In my course we defined the Hausdorff meaure as follows: $$ \begin{align*} \mathcal{H}_\delta^d(A)=\inf \left\{\sum_{k = 1}^{\infty } r_k^d\ \middle|\ A \subseteq \bigcup_{k \in I} B\!\left(x_k, r_k\right), 0<r_k<\delta\right\}, \quad \mathcal{H}_{ }^{ d}\!\left( A\right) = \lim_{\delta \to 0} \mathcal{H}_{ \delta }^{ d}\!\left( A\right) . \end{align*} $$ Now I want to show that $\mathcal{H}_{ }^{ n}\!\left( [ 0, 1] ^{n}\right) < + \infty $ and came up with the following: Fix any $\delta > 0$. We can cover $[ 0, 1] ^{n}$ by means of rectangles with side lengths $\sqrt{ 2} \delta $. Writing $m:= \left\lceil ( \sqrt{ 2} \delta ) ^{-1}\right\rceil $ we obtain $$ \begin{align*} [ 0, 1] ^{n} \subset \bigcup_{k _{ 1} = 0}^{m -1} \cdots \bigcup_{k _{ m} = 0}^{m - 1} [k _{ 1}\sqrt{2}\delta , ( k _{ 1} + 1) \sqrt{2}\delta ] \times \cdots \times [ k _{ m}\sqrt{2}\delta , ( k _{ m } + 1) \sqrt{2}\delta ] .\end{align*} $$ Now, each of these rectangles can in turn be covered by balls of radius $\delta $ (for every rectangle we take one of these balls). This gives us $$ \begin{align*} \mathcal{H}_{ \delta }^{ d}\!\left( A\right) \le m ^{n} \delta ^{n} \le 2^{n / 2}< +\infty \implies \mathcal{H}_{ }^{ d}\!\left( A\right) < +\infty .\end{align*} $$
My question: Is there a simpler way to show this?

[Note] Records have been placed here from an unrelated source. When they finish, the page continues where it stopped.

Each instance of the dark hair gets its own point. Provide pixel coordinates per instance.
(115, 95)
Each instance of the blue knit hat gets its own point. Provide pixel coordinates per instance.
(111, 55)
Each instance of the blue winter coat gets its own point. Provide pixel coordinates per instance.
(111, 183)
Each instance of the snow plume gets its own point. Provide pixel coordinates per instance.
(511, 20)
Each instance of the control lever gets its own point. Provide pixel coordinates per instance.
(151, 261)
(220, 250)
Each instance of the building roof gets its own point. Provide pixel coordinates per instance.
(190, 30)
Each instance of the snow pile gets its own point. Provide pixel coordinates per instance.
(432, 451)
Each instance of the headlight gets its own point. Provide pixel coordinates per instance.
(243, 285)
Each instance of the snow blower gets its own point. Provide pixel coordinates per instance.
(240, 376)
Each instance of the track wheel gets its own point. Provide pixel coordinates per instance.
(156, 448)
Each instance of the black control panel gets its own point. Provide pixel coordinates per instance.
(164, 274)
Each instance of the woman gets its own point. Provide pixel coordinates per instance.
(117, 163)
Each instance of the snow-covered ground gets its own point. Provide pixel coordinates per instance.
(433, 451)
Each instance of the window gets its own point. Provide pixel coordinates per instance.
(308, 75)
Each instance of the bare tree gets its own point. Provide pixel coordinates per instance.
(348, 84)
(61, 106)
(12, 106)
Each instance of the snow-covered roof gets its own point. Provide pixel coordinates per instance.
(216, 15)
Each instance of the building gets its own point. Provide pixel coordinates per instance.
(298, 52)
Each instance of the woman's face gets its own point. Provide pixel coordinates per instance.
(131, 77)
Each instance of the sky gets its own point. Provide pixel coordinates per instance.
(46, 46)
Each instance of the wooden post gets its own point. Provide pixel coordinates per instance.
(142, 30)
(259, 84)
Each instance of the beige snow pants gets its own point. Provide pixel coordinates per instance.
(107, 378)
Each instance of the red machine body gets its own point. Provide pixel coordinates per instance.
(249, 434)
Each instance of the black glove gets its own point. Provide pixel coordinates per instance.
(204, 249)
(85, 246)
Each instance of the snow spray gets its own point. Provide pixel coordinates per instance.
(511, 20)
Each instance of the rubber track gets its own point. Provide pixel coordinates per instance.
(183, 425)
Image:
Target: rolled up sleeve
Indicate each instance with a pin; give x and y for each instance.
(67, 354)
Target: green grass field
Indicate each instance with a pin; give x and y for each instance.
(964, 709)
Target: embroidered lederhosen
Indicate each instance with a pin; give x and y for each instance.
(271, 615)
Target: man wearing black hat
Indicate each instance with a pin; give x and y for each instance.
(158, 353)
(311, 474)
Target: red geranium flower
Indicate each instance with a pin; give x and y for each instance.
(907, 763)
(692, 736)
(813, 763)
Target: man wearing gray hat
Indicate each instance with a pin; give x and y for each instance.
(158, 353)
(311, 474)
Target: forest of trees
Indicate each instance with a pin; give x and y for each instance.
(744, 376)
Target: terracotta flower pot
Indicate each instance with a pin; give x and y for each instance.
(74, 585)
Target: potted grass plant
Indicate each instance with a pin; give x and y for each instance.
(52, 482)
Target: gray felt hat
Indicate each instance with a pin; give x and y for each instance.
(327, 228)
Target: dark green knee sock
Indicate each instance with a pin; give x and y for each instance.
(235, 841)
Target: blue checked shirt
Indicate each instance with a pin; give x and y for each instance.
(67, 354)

Your argument just boils down to subdividing $[0,1]^n$ into sufficiently small boxes and covering each with a small ball, which in my opinion is probably the most straightforward and intuitive way to approach the problem, and your argument is still very short and simple.
The only "simpler" proof I can think of is to simply use the fact that $\mathcal{H}^n=\omega_n\mathcal{L}_n$ for some $\omega_n>0$, where $\mathcal{L}_n$ is the Lebesgue measure on $\mathbb{R}^n$. Then it is as simple as noting that
$$\mathcal{H}^n([0,1]^n)=\omega_n\mathcal{L}_n([0,1]^n)=\omega_n<\infty.$$
This does, however, require a bit more work in that you need to prove the above equality first, and so you don't get a short and simple proof from just the definition using this approach.